TKW June 21, 2012 at 9:44 am

Thanks, Martha! I was always such a “fraidy cat” that the day really stood out in my memory.


Katybeth June 21, 2012 at 7:21 am

I was cheering for you….Timing is everything. I read something (maybe Pinterest yesterday) that reflects how I feel whenever I reach the edge of anything and I’m expect to jump, ” Hey, you know what we haven’t thought about in awhile MONSTERS!”


TKW June 21, 2012 at 9:45 am


I don’t think we ever fully lose our fear of monsters, whatever their shape.


Arnebya June 21, 2012 at 8:19 am

Oh, I loved this, loved how your mama let you be, didn’t push, only subtlely with well if you’re gonna, go on ahead. I remember being thrown in the water and it’s probably why I still can’t swim today, why at 38, I am still registering for classes, attending two, then requesting a refund. Luckily, I’ve been able to keep from projecting this fear onto the kids and though they aren’t full-fledged swimmers, they are at least comfortable in the water.


TKW June 21, 2012 at 9:46 am


This tugged at my heart. As a girl who never learned to ride a bicycle after she fell off, I understand.


Jenna June 21, 2012 at 8:51 am

The visceral emotions of childhood come rolling back as I read your words.


TKW June 21, 2012 at 9:47 am


I always kind of flinch when people refer to the “innocence and beauty” of childhood. There’s a lot of dark stuff in there, too. Maybe it’s better that we tend to forget about those.


hollow tree ventures June 21, 2012 at 11:06 am

Wonderful story! It made me think of my diving board leap, and wish I could go back to that pool to see if it’s really as high as I thought it was at the time. I think I expected it to change me – like once I jumped off, the spell would be broken, my fear conquered, and I’d want to do it again and again. I didn’t throw up in the water, but I never did it again, either. ;)

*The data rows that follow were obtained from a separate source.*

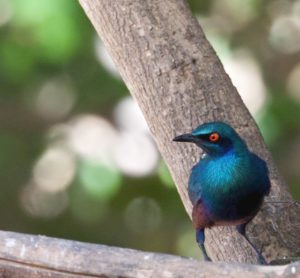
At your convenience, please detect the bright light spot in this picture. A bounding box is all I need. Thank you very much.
[0,0,13,27]
[224,51,266,114]
[124,197,162,234]
[287,63,300,102]
[21,184,68,218]
[269,16,300,54]
[35,78,75,119]
[79,161,121,200]
[114,132,159,176]
[33,147,76,192]
[95,36,120,78]
[214,0,258,28]
[68,115,117,165]
[70,184,108,224]
[114,96,149,132]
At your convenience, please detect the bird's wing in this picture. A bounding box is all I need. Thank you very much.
[254,155,271,196]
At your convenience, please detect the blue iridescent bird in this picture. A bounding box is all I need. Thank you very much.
[173,122,271,264]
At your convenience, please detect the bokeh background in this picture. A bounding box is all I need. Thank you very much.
[0,0,300,257]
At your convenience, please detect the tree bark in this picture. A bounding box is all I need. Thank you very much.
[79,0,300,263]
[0,231,300,278]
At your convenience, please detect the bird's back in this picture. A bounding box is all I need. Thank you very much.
[189,151,270,221]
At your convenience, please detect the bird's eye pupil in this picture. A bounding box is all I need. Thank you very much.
[209,132,220,142]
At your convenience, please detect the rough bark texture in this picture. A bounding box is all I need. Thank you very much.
[0,232,300,278]
[79,0,300,263]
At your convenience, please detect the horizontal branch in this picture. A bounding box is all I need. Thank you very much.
[0,231,300,278]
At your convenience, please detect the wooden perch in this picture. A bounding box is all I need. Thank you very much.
[79,0,300,263]
[0,232,300,278]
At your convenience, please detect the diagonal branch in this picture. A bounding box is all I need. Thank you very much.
[79,0,300,263]
[0,231,300,278]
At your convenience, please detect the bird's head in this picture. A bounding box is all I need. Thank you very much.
[173,122,247,155]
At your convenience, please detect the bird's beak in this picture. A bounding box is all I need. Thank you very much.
[173,133,195,142]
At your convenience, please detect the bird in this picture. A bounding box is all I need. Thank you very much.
[173,121,271,264]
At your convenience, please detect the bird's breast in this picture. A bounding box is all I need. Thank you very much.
[189,154,263,220]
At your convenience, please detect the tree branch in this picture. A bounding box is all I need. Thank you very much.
[0,231,300,278]
[79,0,300,263]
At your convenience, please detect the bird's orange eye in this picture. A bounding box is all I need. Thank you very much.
[209,132,220,142]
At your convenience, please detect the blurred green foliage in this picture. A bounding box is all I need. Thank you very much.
[0,0,300,256]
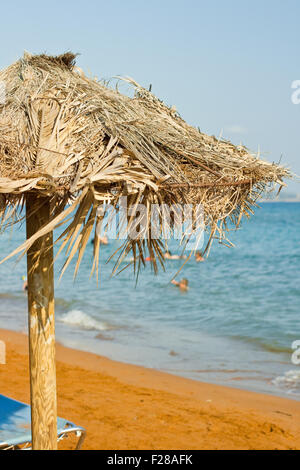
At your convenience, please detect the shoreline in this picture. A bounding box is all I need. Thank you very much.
[0,330,300,450]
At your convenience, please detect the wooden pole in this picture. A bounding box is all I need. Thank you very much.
[26,194,57,450]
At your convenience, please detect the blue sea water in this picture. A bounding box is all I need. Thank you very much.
[0,203,300,400]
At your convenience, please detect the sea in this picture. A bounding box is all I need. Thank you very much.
[0,203,300,400]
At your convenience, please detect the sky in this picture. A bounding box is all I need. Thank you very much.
[0,0,300,193]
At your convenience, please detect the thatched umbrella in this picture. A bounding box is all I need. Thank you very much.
[0,53,289,449]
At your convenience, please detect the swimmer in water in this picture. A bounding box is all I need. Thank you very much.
[172,278,189,292]
[195,251,204,263]
[164,250,186,259]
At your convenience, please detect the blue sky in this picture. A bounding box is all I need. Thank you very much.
[0,0,300,193]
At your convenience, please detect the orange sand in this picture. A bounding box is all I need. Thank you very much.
[0,330,300,450]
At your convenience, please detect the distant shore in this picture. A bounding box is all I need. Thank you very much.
[0,330,300,450]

TKW June 21, 2012 at 1:24 pm

Hollow Tree,

You didn’t? After my first leap, I was addicted. :)


Jennifer June 21, 2012 at 4:42 pm

This story makes me cry. Our mothers are so much alike in some ways. We call that “pushing through the pain.” Cady is so terrified of the water. Last night was her first swimming lesson in three years. I called home and asked how it went. “I was a little scared momma, but I pushed through the pain.” I hope one day she can look back on that like you look back on this.


TKW June 21, 2012 at 6:59 pm


Good on Cady. She’s got grit.


Alexandra June 21, 2012 at 4:48 pm

My gosh, but you can write, woman.

In my heart, I wish people would feel about my words the way you make me feel about yours.

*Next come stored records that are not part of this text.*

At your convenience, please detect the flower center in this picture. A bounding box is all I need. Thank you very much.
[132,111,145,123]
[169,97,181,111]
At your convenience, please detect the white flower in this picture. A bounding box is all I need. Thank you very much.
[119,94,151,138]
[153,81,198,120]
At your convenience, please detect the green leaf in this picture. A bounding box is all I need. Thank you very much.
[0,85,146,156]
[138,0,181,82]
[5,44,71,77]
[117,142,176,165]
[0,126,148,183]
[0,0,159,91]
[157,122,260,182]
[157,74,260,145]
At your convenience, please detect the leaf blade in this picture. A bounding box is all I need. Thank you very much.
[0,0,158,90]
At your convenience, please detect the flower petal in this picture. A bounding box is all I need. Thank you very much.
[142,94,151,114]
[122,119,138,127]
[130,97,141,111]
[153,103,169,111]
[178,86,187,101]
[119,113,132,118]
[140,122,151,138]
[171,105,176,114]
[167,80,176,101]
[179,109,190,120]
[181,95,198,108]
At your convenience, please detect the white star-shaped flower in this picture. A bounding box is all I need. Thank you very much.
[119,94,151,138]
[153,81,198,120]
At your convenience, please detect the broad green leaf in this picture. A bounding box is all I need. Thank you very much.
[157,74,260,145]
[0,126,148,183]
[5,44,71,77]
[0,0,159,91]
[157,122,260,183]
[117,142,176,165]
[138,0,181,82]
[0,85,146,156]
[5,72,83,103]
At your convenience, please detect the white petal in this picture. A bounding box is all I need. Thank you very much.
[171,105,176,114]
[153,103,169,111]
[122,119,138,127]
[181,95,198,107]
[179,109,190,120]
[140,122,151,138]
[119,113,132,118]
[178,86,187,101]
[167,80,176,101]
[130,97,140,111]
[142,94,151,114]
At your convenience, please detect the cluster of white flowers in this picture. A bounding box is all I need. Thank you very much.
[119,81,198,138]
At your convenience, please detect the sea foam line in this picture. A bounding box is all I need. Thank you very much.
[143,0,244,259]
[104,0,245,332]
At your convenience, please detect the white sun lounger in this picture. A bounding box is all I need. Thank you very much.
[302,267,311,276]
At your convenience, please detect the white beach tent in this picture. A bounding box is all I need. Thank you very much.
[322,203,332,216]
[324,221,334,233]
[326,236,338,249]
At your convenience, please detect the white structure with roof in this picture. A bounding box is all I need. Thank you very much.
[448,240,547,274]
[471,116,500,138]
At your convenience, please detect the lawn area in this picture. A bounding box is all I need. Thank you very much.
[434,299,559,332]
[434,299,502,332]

TKW June 21, 2012 at 7:01 pm


I’m not sure if I can write as much as I can remember, and keep an old wound open enough to talk about it. As always, I am so happy to have you in my life.


pamela June 21, 2012 at 5:54 pm

I think the definition of bravery is doing something that scares the crap out of you. Anyone can jump off the diving board if they aren’t afraid. It takes a brave person to jump when they are scared shitless. Love to you brave girl.


TKW June 21, 2012 at 7:04 pm


And Miss M. who is the same age I was in this snippet, just jumped off the high dive a few days ago. Who is the brave one, I ask you? I couldn’t believe her tenacity. *sigh*


Jennifer Worrell June 22, 2012 at 8:43 am

You described the whole diving board terror thing beautifully! Wow! I was scared right with you!


Kelly June 22, 2012 at 8:52 pm

I miss those days. I was once able to climb those rickety metal rungs and cart myself to the end of the board and just jump. Now I can barely bring myself to tiptoe through the shallow end to get to good lounging depth. Wild abandon has left me.


Barbara June 23, 2012 at 10:55 am

I was ever the coward about things too. I would finally get around to it all, but new things always scared the bejesus out of me. It’s a wonder I grew up and had kids. :)


faemom June 27, 2012 at 12:08 am

Those diving boards are scary. Seriously scary. In Orange, it didn’t matter how young the child was, they made them all go off the board on the last day of lessons. My heart nearly stopped when they dropped a toddler Sean off the board and into the waiting hands of the lifeguard in the pool. And he was fine!